Anna Politkovskaya’s books include Putin’s Russia and A Russian Diary. Read them. She identified what she called the ‘Chechenisation’ of Russian society: if a country is lied to sufficiently, made complicit in brutality sufficiently, corrupted sufficiently, it becomes coarsened, biddable, brutal. I have often thought of this, watching the effects of Trump, Farage and and Patel on their supporters.
Anna was the best of us, the best of Russia, the best of journalism and humanity. In her books she left us a complete guide to the monster you now face. She wrote: ‘[It] is we who are responsible for Putin’s policies … [s]ociety has shown limitless apathy … [a]s the Chekists have become entrenched in power, we have let them see our fear, and thereby have only intensified their urge to treat us like cattle. The KGB respects only the strong. The weak it devours. We of all people ought to know that.’

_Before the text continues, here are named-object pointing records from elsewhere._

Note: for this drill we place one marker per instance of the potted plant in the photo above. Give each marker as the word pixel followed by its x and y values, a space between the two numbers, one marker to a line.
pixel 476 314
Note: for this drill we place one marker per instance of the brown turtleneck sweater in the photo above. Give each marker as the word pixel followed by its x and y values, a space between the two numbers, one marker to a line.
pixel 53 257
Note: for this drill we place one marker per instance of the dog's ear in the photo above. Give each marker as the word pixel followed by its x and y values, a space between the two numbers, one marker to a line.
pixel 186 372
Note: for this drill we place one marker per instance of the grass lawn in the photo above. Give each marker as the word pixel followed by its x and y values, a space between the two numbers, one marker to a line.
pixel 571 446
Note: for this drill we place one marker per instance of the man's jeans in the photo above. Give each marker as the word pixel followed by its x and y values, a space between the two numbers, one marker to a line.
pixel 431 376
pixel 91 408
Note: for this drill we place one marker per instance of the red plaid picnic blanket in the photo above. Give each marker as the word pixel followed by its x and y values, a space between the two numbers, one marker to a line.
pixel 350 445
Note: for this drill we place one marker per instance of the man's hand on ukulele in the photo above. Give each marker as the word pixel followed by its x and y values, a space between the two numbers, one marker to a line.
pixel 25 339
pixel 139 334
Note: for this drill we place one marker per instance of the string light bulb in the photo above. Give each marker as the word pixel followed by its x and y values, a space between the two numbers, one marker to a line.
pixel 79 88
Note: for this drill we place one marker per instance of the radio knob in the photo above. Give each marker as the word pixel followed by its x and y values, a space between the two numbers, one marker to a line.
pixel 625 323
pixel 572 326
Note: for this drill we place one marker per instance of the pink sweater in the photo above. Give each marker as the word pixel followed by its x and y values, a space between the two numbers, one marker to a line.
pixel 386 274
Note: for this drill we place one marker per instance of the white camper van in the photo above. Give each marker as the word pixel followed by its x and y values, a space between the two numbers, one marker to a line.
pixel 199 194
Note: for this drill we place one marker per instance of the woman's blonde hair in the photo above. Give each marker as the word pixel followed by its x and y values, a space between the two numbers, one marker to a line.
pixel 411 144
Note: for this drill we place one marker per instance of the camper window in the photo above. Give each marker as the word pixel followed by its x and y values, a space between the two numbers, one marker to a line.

At the time that ‘we’ referred to the ordinary Russian people, but history has seen fit to make us all the ordinary Russian people. When a journalist is brave enough, skilled enough and determined enough, their work tells you as much about tomorrow as it does about today. Anna wrote, in an essay called Am I Afraid : “People often tell me that I am a pessimist, that I don’t believe in the strength of the Russian people, that I am obsessive in my opposition to Putin and see nothing beyond that”.
Her last sentence reads: “If anybody thinks they can take comfort from the ‘optimistic’ forecast, let them do so. It is certainly the easier way, but it is the death sentence for our grandchildren.”
Those grandchildren are currently killing and being killed in Ukraine.
When Vladimir murdered Anna Politkovskaya I went to the Russian Embassy in London to join a vigil for her. I was late leaving the office; when I arrived, there was almost no one left; just flowers and candles and wax like a dragon’s tears on the pavement. As it happens, my grandmother was Russian, from Moscow, and her mother was from Brest-Litovsk in Belarus. They fled the country, made stateless by the Red terror organised by Putin’s professional forbears. I learned Russian; I love Russian culture, especially her literature, jokes and music, and am drawn to those of its people I have met. Back then, Anna’s murder made me furious and distraught with a helpless indignant rage, as a reader, as a journalist, as a part Russian.
But now I think, strangely perhaps, that all will be well. It is no longer just Russians and journalists and their victims who know that Vladimir and Ramzan are evil in the raw. It is all of us. And we are many, and they are few, and we will win. And the day we do we will raise a toast to Anna Politkovskaya, and cheer her name, and we will damn Ramzan and Valdimir’s memories into the eternal pits of hell that await them. We are many. They are few. We will win.